AI Basics: From Neurons to Language Models

🌐 This guide is available in two languages. You're reading English. Click हिंदी / Hindi for the full Hindi version (all 24 chapters translated).

A complete, beginner-to-pro guide to building modern language models from scratch. Written in plain English with PyTorch code you can actually run.

Who this is for

Beginners who know a little Python and want to understand how ChatGPT-style models work, end to end.
Intermediate folks who can use nn.Linear but want to know why a transformer block looks the way it does.
Pros who want refreshers on RoPE math, GQA cache savings, MoE routing, or quantization formats.

You should not feel stuck. If a section feels too dense, skip to the code, run it, and come back. Reading and running is faster than reading alone.

The learning path

The chapters build on each other. If you only have time for a fast tour, read the TL;DR at the top of each file.

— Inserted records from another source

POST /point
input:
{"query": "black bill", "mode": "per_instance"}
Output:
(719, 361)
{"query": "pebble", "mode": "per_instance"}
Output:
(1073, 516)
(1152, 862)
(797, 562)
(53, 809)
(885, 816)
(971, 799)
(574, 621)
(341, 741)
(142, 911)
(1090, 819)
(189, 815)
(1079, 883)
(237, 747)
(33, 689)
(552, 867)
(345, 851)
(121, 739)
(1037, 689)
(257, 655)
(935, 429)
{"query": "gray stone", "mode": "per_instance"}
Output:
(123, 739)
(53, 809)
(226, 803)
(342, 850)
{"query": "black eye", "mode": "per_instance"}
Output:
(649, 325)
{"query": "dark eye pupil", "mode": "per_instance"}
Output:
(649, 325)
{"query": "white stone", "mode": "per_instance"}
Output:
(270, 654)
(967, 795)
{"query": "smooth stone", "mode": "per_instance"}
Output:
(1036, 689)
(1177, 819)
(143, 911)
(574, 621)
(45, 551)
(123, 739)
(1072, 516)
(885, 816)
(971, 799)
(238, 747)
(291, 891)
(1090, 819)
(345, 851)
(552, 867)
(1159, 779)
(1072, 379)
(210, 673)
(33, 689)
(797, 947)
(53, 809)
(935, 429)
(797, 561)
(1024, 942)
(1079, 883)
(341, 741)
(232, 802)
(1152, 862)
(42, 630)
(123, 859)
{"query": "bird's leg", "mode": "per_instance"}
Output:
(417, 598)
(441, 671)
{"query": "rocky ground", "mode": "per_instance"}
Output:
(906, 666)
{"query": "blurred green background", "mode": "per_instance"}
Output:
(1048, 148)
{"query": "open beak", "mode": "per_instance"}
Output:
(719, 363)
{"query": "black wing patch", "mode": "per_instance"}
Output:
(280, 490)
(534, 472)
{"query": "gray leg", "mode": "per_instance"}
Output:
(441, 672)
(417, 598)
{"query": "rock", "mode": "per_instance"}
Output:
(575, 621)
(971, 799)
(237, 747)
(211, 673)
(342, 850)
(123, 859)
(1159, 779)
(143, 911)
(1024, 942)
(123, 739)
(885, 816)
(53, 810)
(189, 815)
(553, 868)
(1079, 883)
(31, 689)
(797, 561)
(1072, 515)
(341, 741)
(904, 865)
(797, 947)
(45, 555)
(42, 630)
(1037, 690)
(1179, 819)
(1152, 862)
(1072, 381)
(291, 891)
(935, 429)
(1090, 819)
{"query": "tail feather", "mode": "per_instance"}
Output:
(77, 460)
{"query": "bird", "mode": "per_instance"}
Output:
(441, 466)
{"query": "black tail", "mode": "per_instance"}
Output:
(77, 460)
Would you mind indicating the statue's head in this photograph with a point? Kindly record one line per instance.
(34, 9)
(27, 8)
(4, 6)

#	Topic	What you walk away with
00	Essential Math	Matmul, gradients, chain rule, softmax, cross-entropy — the math you'll see every chapter.
00a	Math for Beginners	The same math as 00, but rebuilt from scratch for high schoolers — verbose, friendly, with a Google Colab walkthrough at the end. Read this first if `00` felt too dense.
01	Neural Networks	A neural net from scratch in NumPy + PyTorch. Backprop intuition.
02	PyTorch	Tensors, autograd, modules, training loops, mixed precision.
03	GPU Computing	Why GPUs are fast, memory hierarchy, kernel fusion, profiling.
04	Data	FineWeb-Edu, DCLM, MinHash dedup, classifier filtering, sharding.
05	Model Scale	Scaling laws, Chinchilla, over-training, test-time compute.
06	Tokenization & Embeddings	BPE, vocab choices, embedding tables, tied heads.
07	Positional Encodings	Sinusoidal, ALiBi, RoPE (full math + code), YaRN.
08	Attention Mechanisms	Q/K/V, multi-head, causal masking, Flash Attention 3, FlexAttention.
09	KV Cache, MQA, GQA	The single biggest inference win, plus MLA, PagedAttention, speculative decoding.
10	Building Blocks	RMSNorm, SwiGLU, residuals, pre-norm, QK-norm.
11	Building Qwen from Scratch	Glue everything into a real, working LLM with weights you can load.
12	Quantization	INT8/INT4/FP8/NVFP4, GPTQ, AWQ, GGUF, BitNet, QLoRA.
13	Mixture of Experts	Sparse models, routing, DeepSeek-V3-style fine-grained MoE.
14	Training Small Language Models	Full pretraining + SFT + DPO/GRPO pipeline with Muon and FSDP2.
15	Reading Training Logs	W&B charts, what each metric means, debugging loss curves.
16	Frontier Models in 2026	Gemma 4 (E2B/E4B/26B-A4B/31B Dense) and Qwen 3.6 (27B Dense / 35B-A3B MoE).
17	Production Inference	Serving 10,000 requests: vLLM/SGLang, FP8, prefix cache, HBM bandwidth, token caching, pricing per archetype.
18	AI Apps & Agents	The harness above the model: 12 usage patterns, MCP, real-world apps (Cursor, Claude Code, Cline), provider pricing, 300-line agent.
19	Evaluation	Capability benchmarks, LLM-as-judge, golden sets, agent evals (SWE-bench, OSWorld, GAIA), eval-driven development.
20	Fine-tuning Recipes	Decision tree, LoRA/QLoRA/DoRA, SFT/DPO/GRPO recipes, end-to-end Qwen 3 fine-tune in 150 lines.
21	Embeddings & RAG	Embedding models, vector DBs, hybrid search, reranking, chunking, agentic RAG, complete RAG in 80 lines.
22	Multimodal Models	VLM architectures, SigLIP-2, native multi-resolution, audio (Whisper, Realtime), QLoRA for VLMs, hallucination evals.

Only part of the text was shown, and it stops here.